In fact, the more aligned the two channels are, the greater volume of sales will occur for both. Below are a list of benefits that have come from proven research showing the power of true omnichannel conduct...

Online sales drives in store sales:

Click and Collect:

Research has proven, when introducing a click and collect option, online conversions for that region grows.

Retailers who offer click and collect sell more in store when consumers come to pick up their item: approximately 33% buying more when picking up an order.

The click and collect experience is enhanced when customers are given the chance to try the garment on at the time of pick up, so if sizing is wrong they can exchange immediately. This is why click and collect counters are intentionally positive beside change rooms for successful retailers.

Online Conversions:

Research proves, when consumers want to buy online and know that a physical store is in their region, they are more prone to buy online because they know the returns/exchange process is simple.

Distribution efficiencies for local regions:

Research shows those retailers who use the store as a distribution centre are winning: they are picking and packing online orders which are located in their region. Some benefits…

  1. This allows retailers to offer faster delivery (same day) solutions.
  2. There is the change to reduce delivery costs.
  3. These orders can have little “promotion cards” introducing the local store in their area, prompting in store visits. One option is to introduce a promotion to prompt an in store visit (“take this card into a store and get 10% off”).

Strong sales growth when physical and digital is offered in the same region:

Online retailers are seeing dramatic increases in sales when they have physical retail locations in that region.

Example Casper:

Online mattress retailer, Casper, announced last summer they will be opening 200 physical retail stores across the U.S., after finding that sales grew more quickly in areas where it had operated temporary stores. Casper CEO Philip Krim told the Wall Street Journal the company’s stores make the brand visible, which is helpful because acquiring customers online has become more competitive and expensive.

Bringing digital to physical:

Retailers who are using online content and merchandising to enhance in store experiences are also winning in the physical retail environment.

Retailers can do this immediately by presenting customer reviews for specific products in store. This can be done by either creating a "merchandising card" or a screen which displays reviews near the product. Bringing user generated content into store is a proven physical retail conversion machine.

Amazon opened a physical store in New York where it only featured 5 star products. Beside each product is a card showing a customer review.

Physical stores drive acquisition:

Forbes states, “the future of retailer is blended".

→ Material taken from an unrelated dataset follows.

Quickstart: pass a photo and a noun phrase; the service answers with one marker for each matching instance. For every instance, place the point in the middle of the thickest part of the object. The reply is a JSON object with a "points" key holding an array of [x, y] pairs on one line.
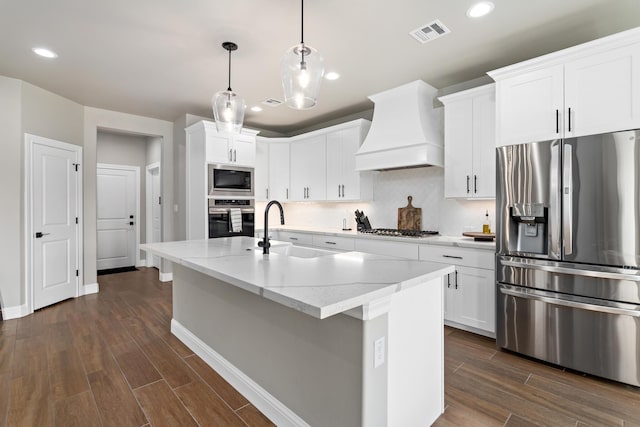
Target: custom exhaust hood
{"points": [[406, 131]]}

Physical Retail converts higher than online: physical retail converts between 20% to 40% vs online which is under 3%. This is because of the power of the physical one-to-one interactions with gifted in store sales people.

Physical stores become the acquisition tool and online (through the use of email marketing and personalisation at scale) becomes its retention tool.

Creating “Multi-channel” customers:

Omnichannel activities build "Multi-channel" customers - those who engage and buy both online and off. Research has proven "multi-channel customers"...

  1. Are more loyal
  2. Spend more frequently
  3. Spend more during each visit

Retailers should be focussed on nurturing customers to engage with both channels, constantly promoting both as an engagement option.

The development of “multi-channel” customers also contributes to the defence of competitive threats in the form of large marketplaces (Amazon) and large pure play retailers who are known to discount to acquire new customers.

The first step to achieving the above is to engage with a known digital strategist who can help show what value driven omnichannel activities need to look like. Once you see the future, it's easier to get there.